We talk about bras around here a lot. It’s one of my all-time favorite topics of discussion and one area I can’t get enough of—truly!
Getting the proper fit is the *most* essential part of wearing a bra. Nobody wants to wear a bra that makes them feel like a lopsided mess, nor do they want to feel like their bra could support the hoover dam. Ok, well, maybe some people want that. 🤣
If you remember nothing else about bra fitting, remember this: Your bra band should be doing 80 to 90% of the work, and the straps only do the light lifting, carrying 10% to 20% of the total weight. When the band is doing most of the work, you’re getting support from 360º around the body as opposed to a 90ª up and down pull coming from the straps doing all the hard work.
Another great point of a good-fitting bra band is that it will help you avoid developing bra-strap syndrome, aka visible dents created from wearing bras with loose bands and straps that dig in.
Before we tell you how to fit yourself into a new bra…Let’s make sure you’re not already wearing the correct size with a fit check over the below 6 points:
How can you tell if you’re wearing the incorrect bra size?
1. Your band is riding up in the back. A well-fitting bra should fit firmly around your body, letting the band do most of the work to support your breast tissue. The band should sit straight across your back. If it’s riding up, that’s a telltale sign that your band is too large. Try going down a band size.

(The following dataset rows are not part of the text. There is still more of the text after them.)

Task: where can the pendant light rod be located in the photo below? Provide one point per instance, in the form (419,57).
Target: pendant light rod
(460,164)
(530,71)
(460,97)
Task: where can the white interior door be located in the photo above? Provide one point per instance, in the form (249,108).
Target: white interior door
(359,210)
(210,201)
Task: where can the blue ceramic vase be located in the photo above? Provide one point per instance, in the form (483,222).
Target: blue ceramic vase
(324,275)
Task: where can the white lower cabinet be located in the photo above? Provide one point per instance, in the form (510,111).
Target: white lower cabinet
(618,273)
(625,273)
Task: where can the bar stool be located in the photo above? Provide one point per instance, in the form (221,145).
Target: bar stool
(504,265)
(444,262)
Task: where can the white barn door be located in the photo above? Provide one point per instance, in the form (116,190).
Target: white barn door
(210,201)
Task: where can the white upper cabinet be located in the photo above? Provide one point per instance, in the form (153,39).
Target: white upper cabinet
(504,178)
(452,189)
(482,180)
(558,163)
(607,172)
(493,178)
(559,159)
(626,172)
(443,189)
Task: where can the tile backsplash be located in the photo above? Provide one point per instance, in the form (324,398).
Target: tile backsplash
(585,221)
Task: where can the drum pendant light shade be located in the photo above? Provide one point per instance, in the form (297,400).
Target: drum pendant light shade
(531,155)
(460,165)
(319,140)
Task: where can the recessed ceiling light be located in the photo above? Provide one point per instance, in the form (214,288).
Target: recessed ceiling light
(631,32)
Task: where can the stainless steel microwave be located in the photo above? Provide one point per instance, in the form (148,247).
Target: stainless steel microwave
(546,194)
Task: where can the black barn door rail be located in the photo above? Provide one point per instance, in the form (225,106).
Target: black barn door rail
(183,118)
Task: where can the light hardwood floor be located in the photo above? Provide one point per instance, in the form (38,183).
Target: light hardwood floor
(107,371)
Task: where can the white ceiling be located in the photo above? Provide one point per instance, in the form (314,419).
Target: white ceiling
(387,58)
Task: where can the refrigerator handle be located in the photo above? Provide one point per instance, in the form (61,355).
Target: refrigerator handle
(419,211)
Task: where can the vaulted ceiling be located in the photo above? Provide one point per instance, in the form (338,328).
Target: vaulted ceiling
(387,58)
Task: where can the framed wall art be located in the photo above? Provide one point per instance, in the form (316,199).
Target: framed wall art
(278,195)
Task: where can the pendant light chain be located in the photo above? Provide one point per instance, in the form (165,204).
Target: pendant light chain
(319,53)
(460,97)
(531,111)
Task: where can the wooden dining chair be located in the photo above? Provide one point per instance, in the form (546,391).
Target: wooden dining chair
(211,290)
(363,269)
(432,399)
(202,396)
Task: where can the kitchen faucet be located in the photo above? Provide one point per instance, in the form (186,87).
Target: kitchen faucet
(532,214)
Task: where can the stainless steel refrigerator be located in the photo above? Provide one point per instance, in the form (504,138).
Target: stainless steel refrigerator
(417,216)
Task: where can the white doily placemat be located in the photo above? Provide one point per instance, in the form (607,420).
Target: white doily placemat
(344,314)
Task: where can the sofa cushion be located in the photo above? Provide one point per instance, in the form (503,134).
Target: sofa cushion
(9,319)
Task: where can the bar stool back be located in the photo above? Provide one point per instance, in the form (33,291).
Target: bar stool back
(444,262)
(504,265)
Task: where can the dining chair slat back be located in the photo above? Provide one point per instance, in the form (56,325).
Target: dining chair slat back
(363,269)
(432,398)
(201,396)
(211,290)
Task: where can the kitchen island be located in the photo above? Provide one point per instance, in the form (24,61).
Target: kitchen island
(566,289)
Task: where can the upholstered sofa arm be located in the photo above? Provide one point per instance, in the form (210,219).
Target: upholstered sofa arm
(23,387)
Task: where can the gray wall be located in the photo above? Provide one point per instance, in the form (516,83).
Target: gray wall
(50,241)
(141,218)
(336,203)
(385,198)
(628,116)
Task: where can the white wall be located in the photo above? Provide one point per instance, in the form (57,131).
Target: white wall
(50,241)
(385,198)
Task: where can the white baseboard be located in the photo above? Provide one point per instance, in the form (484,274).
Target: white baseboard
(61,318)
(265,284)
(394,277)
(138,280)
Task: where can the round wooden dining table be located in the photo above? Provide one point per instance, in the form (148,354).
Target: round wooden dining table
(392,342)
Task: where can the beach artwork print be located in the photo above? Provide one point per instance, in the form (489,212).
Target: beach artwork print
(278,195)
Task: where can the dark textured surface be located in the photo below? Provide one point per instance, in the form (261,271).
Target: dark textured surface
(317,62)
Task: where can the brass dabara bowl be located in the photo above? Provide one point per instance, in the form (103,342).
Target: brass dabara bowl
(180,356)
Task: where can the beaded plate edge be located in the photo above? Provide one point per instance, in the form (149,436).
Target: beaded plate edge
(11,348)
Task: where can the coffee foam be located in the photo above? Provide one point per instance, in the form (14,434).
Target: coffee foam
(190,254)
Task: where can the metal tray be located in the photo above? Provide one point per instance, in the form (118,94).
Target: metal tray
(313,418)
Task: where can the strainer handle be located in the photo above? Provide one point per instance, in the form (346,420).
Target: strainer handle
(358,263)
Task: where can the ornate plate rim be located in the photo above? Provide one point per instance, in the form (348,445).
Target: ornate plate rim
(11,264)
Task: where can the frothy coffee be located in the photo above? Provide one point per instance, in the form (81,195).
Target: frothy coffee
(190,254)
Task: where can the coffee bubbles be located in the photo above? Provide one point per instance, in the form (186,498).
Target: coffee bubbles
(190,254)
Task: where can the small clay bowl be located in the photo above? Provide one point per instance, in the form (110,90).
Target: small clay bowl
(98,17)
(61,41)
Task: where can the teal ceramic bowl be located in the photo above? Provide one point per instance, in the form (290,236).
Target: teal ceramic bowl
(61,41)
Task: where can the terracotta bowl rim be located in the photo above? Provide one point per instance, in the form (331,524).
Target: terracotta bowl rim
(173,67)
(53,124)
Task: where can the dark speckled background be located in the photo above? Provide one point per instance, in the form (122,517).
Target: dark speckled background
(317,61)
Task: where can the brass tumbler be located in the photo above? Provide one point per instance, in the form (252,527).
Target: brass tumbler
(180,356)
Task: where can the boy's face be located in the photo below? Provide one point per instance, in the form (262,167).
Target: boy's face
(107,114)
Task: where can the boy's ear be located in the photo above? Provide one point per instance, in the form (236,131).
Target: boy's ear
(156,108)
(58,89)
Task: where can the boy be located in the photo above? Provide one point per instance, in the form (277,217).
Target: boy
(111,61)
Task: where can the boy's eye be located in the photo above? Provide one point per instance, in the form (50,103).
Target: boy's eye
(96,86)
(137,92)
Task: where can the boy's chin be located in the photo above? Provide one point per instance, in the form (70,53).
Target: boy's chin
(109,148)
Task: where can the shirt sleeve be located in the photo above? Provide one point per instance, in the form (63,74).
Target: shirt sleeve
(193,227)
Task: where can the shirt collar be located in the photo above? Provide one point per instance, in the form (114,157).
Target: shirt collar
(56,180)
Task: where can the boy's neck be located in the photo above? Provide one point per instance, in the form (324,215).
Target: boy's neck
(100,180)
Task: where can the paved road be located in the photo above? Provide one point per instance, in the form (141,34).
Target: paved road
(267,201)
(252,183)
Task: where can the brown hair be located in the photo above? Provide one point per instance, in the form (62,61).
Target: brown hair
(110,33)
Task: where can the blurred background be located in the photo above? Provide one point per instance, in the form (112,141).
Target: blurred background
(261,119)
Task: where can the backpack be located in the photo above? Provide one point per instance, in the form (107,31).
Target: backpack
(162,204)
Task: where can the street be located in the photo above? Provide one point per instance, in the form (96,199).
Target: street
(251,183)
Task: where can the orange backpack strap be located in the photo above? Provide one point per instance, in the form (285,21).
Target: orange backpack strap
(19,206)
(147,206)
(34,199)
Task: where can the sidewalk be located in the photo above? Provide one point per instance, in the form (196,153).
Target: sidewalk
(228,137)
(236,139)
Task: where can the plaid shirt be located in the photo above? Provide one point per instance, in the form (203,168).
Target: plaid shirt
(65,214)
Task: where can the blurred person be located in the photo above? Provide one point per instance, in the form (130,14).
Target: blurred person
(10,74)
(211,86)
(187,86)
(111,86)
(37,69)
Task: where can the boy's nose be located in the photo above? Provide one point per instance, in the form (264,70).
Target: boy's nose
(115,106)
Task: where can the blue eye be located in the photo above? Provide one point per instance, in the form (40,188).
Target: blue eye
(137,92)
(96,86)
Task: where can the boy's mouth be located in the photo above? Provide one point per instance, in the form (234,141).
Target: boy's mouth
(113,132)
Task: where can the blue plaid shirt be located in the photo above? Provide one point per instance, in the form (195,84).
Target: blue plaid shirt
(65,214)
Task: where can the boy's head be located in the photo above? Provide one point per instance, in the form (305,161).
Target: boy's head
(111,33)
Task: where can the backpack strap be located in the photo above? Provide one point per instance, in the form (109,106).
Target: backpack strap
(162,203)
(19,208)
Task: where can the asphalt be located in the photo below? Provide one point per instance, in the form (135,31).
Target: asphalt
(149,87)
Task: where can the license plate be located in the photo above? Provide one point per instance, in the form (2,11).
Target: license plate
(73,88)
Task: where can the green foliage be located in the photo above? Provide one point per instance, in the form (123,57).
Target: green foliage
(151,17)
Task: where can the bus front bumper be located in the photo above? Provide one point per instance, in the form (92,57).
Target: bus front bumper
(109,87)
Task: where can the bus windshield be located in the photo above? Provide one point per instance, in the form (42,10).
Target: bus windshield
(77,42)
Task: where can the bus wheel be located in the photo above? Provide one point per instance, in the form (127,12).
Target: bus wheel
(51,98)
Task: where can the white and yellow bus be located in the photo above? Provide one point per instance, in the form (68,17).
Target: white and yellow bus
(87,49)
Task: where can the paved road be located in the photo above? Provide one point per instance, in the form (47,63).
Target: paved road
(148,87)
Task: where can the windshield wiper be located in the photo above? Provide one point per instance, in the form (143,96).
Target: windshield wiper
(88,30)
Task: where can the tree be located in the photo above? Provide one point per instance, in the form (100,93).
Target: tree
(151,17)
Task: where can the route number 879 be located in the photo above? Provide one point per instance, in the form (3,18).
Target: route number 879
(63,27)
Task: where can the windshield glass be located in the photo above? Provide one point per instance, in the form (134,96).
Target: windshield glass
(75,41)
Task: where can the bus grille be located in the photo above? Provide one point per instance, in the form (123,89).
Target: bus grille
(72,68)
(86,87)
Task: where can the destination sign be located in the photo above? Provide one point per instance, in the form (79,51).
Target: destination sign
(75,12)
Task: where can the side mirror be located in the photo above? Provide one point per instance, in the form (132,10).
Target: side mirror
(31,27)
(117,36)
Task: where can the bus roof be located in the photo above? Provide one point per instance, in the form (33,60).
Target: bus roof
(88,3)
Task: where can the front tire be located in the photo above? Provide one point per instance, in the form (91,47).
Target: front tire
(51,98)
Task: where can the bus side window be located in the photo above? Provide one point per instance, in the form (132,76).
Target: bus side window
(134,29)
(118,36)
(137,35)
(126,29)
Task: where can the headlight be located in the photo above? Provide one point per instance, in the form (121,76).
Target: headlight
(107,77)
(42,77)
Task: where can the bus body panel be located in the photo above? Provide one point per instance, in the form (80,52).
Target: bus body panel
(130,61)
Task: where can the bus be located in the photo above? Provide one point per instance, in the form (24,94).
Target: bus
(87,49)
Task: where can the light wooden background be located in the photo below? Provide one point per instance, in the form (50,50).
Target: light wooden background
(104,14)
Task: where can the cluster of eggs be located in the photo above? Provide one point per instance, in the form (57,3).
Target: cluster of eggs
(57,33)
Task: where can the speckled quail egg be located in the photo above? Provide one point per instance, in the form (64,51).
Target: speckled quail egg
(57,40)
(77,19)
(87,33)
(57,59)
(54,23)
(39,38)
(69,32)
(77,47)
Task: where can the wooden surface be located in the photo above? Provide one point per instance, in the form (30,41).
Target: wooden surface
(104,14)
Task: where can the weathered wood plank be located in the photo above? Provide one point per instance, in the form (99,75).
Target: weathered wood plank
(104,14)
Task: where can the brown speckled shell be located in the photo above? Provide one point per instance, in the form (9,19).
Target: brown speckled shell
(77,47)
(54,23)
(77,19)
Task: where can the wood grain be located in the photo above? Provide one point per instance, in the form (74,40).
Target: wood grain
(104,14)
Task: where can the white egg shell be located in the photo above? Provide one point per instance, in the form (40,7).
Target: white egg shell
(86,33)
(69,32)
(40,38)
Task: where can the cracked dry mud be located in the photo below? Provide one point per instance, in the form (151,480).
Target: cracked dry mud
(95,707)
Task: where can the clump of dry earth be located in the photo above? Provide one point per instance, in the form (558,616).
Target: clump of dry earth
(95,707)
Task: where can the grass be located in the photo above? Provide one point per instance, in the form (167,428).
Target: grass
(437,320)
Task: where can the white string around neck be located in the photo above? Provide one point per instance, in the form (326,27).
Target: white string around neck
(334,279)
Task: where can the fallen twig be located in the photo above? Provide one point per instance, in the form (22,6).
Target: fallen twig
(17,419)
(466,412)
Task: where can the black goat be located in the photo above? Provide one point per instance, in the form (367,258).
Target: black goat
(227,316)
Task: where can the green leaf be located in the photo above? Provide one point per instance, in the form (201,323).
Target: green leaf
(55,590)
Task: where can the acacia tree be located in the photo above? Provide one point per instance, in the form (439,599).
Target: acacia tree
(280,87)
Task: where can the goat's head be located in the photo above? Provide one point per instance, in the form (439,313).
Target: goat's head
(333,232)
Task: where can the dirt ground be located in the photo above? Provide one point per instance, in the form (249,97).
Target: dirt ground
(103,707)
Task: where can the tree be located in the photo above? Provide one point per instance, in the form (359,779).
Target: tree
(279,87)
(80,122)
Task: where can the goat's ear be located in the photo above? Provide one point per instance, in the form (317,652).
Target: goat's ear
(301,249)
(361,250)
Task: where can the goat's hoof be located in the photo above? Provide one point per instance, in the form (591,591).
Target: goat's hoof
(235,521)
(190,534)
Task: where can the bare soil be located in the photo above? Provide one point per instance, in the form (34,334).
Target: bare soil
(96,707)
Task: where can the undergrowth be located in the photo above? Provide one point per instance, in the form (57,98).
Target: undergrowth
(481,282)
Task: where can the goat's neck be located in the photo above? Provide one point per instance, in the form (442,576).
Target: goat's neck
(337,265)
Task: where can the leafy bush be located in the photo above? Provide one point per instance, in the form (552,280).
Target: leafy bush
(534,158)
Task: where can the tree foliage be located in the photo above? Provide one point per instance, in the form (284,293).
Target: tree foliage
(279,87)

2. You can pull the band away far away from your back. You should be able to pull the bra band away from your back no more than an inch…*maybe* two, depending on how tight or comfortable you like to wear your bras. If you can pull it further, your band is too easy and not snug enough to support you. Try going down a band size.
3. Your breasts are bulging out of the cup. The cups should encapsulate all the tissue without spilling out over the edges at the armhole or neckline. Nobody wants a double or quad boob. Try going up a cup size.
4. You’re not filling up the entire cup. There should be zero to minimal gapping between the cup and the body, either above or below. If the cup stands away from your body, try going down a cup size.